Foreign diplomats have high hopes that both sides will hit the ground running when Cyprus peace talks start in the second half of May.
Their optimism follows the election of pro-reconciliation Turkish Cypriot leader Mustafa Akinci last Sunday.
The UN’s Special Adviser to the Secretary-General, Espen Barth Eide, will be on the island on Monday, expecting to confirm plans with the two leaders.
During the same period, President Anastasiades and Akinci will be meeting on their own, hoping to secure an understanding of how best to proceed and to devise a path for discussing Confidence Building Measures (CBMs), with the closed town of Varosha at the forefront.
A preliminary schedule, drawn up before Akinci’s victory, suggests that intense negotiations will take place until the end of summer, starting immediately after the June 7 general election in Turkey.
The objective is that the two sides will first attempt to make difficult trade-offs between chapters, an approach that has not been previously attempted in the negotiation process.
Diplomatic sources told the Cyprus Weekly that the UN team will encourage the sides to think creatively and swiftly engage in a tough give-and-take on all thorny aspects of the Cyprus problem, namely property, territory, governance and security.
Pairings for possible trade-offs were made last September, before the process was derailed by Turkey’s dispatch of the seismic vessel Barbaros for surveys in Cyprus’ Exclusive Economic Zone (EEZ).
Towards the end game
International players have started working on the premise that the presence of Akinci at the helm will allow all parties to be bolder at the table and draw the basic parameters of an agreement by autumn.
Public statements by the new leader in the north have been well-received.
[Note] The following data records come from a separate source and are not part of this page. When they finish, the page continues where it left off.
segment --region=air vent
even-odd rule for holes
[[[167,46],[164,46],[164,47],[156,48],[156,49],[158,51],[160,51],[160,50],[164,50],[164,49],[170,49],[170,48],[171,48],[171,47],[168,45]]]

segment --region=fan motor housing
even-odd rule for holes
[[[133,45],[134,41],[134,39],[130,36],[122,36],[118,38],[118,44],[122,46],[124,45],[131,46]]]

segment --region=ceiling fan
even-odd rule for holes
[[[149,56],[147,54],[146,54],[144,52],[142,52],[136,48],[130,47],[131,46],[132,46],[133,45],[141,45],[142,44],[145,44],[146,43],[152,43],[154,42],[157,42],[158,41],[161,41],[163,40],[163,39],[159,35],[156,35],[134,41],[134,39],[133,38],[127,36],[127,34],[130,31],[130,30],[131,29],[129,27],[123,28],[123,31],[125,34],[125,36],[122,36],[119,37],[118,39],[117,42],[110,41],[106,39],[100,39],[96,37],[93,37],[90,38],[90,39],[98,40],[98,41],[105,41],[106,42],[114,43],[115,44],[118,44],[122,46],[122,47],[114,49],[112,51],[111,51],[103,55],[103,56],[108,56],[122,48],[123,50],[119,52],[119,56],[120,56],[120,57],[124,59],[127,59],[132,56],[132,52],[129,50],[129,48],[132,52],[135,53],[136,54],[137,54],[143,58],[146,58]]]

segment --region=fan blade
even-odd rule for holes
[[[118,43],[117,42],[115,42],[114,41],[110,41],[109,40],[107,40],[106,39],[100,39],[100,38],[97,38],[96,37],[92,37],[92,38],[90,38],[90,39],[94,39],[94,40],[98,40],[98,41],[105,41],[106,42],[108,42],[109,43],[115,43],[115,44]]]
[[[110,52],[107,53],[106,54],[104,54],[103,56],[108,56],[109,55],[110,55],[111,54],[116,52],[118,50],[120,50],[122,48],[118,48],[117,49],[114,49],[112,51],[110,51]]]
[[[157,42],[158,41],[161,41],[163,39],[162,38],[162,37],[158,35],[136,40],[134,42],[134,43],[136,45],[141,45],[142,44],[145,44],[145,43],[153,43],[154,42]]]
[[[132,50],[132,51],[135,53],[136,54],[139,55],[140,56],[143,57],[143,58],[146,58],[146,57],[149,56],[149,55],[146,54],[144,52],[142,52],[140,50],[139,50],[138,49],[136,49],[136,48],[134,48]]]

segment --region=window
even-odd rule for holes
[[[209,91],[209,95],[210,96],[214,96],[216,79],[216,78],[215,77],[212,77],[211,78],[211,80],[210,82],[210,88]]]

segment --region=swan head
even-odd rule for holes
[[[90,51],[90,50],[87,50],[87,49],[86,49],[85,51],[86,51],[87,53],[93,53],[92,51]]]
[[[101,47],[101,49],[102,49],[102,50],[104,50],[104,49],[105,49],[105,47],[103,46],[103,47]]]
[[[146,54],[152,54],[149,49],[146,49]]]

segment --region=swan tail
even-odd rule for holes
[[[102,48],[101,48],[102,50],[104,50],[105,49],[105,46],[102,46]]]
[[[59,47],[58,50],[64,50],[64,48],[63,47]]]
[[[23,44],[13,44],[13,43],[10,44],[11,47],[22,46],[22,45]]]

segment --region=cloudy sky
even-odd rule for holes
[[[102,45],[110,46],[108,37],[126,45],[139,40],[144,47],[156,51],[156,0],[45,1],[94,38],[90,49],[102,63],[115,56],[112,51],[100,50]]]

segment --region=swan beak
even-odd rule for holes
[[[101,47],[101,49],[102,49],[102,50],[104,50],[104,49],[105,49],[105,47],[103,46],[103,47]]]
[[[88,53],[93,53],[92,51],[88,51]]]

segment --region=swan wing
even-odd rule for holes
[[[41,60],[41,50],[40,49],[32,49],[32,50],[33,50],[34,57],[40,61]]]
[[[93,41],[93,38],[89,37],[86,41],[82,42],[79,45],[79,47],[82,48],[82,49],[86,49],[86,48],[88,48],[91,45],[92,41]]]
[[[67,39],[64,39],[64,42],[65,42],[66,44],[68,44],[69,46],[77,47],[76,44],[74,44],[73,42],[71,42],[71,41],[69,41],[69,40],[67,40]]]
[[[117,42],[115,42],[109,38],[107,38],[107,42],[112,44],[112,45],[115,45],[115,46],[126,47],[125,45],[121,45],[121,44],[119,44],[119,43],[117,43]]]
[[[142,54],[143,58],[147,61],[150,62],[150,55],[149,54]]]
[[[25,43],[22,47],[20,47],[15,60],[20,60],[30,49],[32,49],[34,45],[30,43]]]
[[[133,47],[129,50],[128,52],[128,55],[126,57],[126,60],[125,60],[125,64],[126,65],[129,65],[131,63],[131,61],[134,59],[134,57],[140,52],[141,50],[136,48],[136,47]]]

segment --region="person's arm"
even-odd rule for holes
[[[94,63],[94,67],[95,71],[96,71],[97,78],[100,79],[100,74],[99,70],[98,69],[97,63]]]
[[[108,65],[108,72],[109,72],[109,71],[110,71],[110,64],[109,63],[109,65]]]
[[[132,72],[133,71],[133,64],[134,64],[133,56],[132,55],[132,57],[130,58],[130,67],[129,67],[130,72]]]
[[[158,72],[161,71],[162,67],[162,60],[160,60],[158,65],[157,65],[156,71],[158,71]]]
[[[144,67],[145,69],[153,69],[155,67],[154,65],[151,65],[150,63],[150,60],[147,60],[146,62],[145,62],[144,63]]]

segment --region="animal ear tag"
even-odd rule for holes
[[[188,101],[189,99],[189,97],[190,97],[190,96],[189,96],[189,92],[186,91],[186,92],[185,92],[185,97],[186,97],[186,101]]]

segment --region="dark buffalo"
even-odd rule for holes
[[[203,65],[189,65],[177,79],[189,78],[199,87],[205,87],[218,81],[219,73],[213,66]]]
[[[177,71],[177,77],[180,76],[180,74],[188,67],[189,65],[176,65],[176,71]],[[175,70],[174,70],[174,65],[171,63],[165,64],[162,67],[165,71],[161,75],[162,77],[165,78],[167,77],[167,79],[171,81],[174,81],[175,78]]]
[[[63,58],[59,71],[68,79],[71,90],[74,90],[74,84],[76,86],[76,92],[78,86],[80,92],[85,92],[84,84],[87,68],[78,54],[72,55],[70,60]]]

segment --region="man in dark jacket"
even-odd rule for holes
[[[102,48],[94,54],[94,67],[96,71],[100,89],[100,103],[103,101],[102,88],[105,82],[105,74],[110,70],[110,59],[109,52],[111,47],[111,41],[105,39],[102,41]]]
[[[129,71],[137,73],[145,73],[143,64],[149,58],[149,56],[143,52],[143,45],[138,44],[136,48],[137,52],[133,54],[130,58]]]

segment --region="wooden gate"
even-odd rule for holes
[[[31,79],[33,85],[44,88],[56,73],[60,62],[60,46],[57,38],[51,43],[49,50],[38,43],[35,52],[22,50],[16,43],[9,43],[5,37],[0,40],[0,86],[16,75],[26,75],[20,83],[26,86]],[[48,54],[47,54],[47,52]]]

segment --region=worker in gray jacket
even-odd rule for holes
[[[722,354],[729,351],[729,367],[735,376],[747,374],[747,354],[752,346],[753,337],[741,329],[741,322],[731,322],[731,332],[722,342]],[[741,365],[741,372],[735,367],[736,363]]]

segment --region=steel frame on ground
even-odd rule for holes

The confidence building measures unilaterally announced by Anastasiades this week were equally appreciated abroad.
Ideally, September’s UN General Assembly will provide Secretary General Ban Ki-moon with the opportunity to engage personally and verify progress.
The Cyprus Weekly understands that an optimistic estimate provides for autumn to be a period of consolidation, in which all sides will have the opportunity to beef up an initial agreement.
The consolidation period will be followed by the so-called ‘endgame’, most likely an international conference at the beginning of 2016, to seal an agreement and allow leaders to start selling it to their respective sides.
Under this scheduling, the process could be completed with dual referenda, preferably held at the end of March. Current estimates abroad and in Cyprus suggest that the period to work out a deal will start after Turkey’s elections and finish just before May 2016 parliamentary elections in the Republic of Cyprus.
All actors also believe that the said period will be free of gas drilling or other hydrocarbon activities.
There is wide acceptance that Turkey will react badly to any serious continuation of energy activity within Cyprus’s EEZ – an undesirable development that will again derail the process.
Much of the above planning will be finalised on the understanding that Anastasiades and Akinci can form a good personal relationship, find some chemistry, abandon separatist agendas and work for a reunified island.